The concept of Big Data has been around for some time. John Mashey at Silicon Graphics is usually credited with inventing the term in a presentation he gave in 1998. Without doubt big data is very difficult to manage and the demand for people with data science skills never seems to slow down. However much less attention has been paid to Big Information and the equivalent need for information scientists, a term invented in 1958 by Jason Farradane.
In early October a group of investigative journalists released the Pandora papers, The Pandora paper revelations came from a very large tranche of documents: 2.94 terabytes of data in all, 11.9 million records and documents dating back to the 1970s. I would recommend a very good article in Wired UK which provides a substantial amount of information on how the information in these documents was surfaced and analyzed.
Although this may seem a large collection of documents many organisations can easily exceed these levels. This is especially the case in the pharmaceutical sector where the companies not only have very large collections of text documents but also massive collections of clinical trial data. One of my clients in the pharma sector has over 500 million documents being managed with an enterprise search application. I recently came across a very interesting paper from a team at Novartis that describes the use of a BERT development (CT-BERT) for NER applications with clinical trial documents.
For the last 20 years one of the constant challenges of search procurement projects has been working with clients to balance software costs, professional services costs and the investment in a search team. Computational costs could pretty much be ignored in an on-prem installation other than perhaps some additional servers for the index. Now the three dimensions have become four. The fourth dimension is the computational costs incurred with the cloud service provider.
A recent post from the guru of search gurus, Daniel Tunkelang, sets out some of these costs and makes very informed suggestions as to where investment in computational functionality is wise and also where the impact is low. The post is primarily directed at opensource solutions but it is completely relevant to commercial enterprise search situations. The difference is that with a commercial application the customer has little control over the allocation of computing resources. All the normal rules on capacity planning go out of the window with search, especially where there is a migration from on-prem to cloud, because the customer has absolutely no prior knowledge of the difference between enterprise applications that use databases and search applications with look-ups from an inverted file.

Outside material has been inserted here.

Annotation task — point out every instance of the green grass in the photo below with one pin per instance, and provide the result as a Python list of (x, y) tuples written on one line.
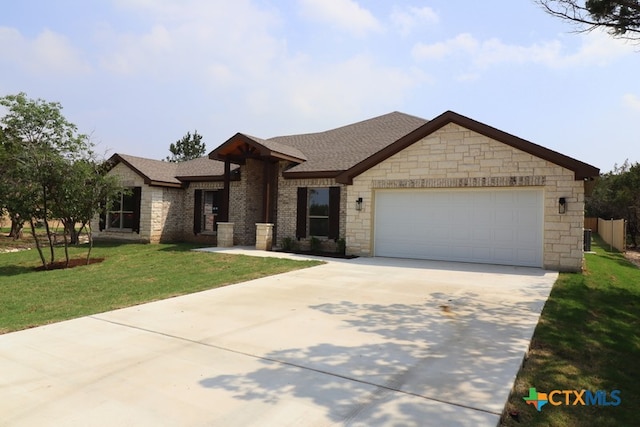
[(130, 274), (588, 338)]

The vendor may have been transparent in the elements involved but will not be able to fine-tune the cloud service costs without a seriously deep dive into both the current architecture and the architecture-to-be. In my experience two of the elements that often catch organisations out are auto-suggest (because every added character in effect is a new query to run against the index) and when it is necessary to undertake a partial re-index. Another factor is federated search. It may seem such a good idea to be able to search all applications but will the budget support this use case and deliver value?
Then there is the system up-time problem. It is unusual for a search vendor to have their own cloud platform so they will be buying space on AWS, Google, Azure or any number of other services. This space usually comes with an up-time commitment of (say) 99.7%. That may seem fine until you work through the implications of the 0.3% and decide that a 99.95% up-time is essential to maintain global service levels. The cloud provider can certainly meet that requirement but the cost of the additional 0.25% might make your eyes water. Federated search again needs to be factored in because the required search uptime may be greater than one of the selected applications (HR is a good example) where computation speed has never been a major requirement.
These cost considerations could have an impact on the adoption of IR research developments. There is very rarely any consideration in research papers as to the likely technical costs of implementation.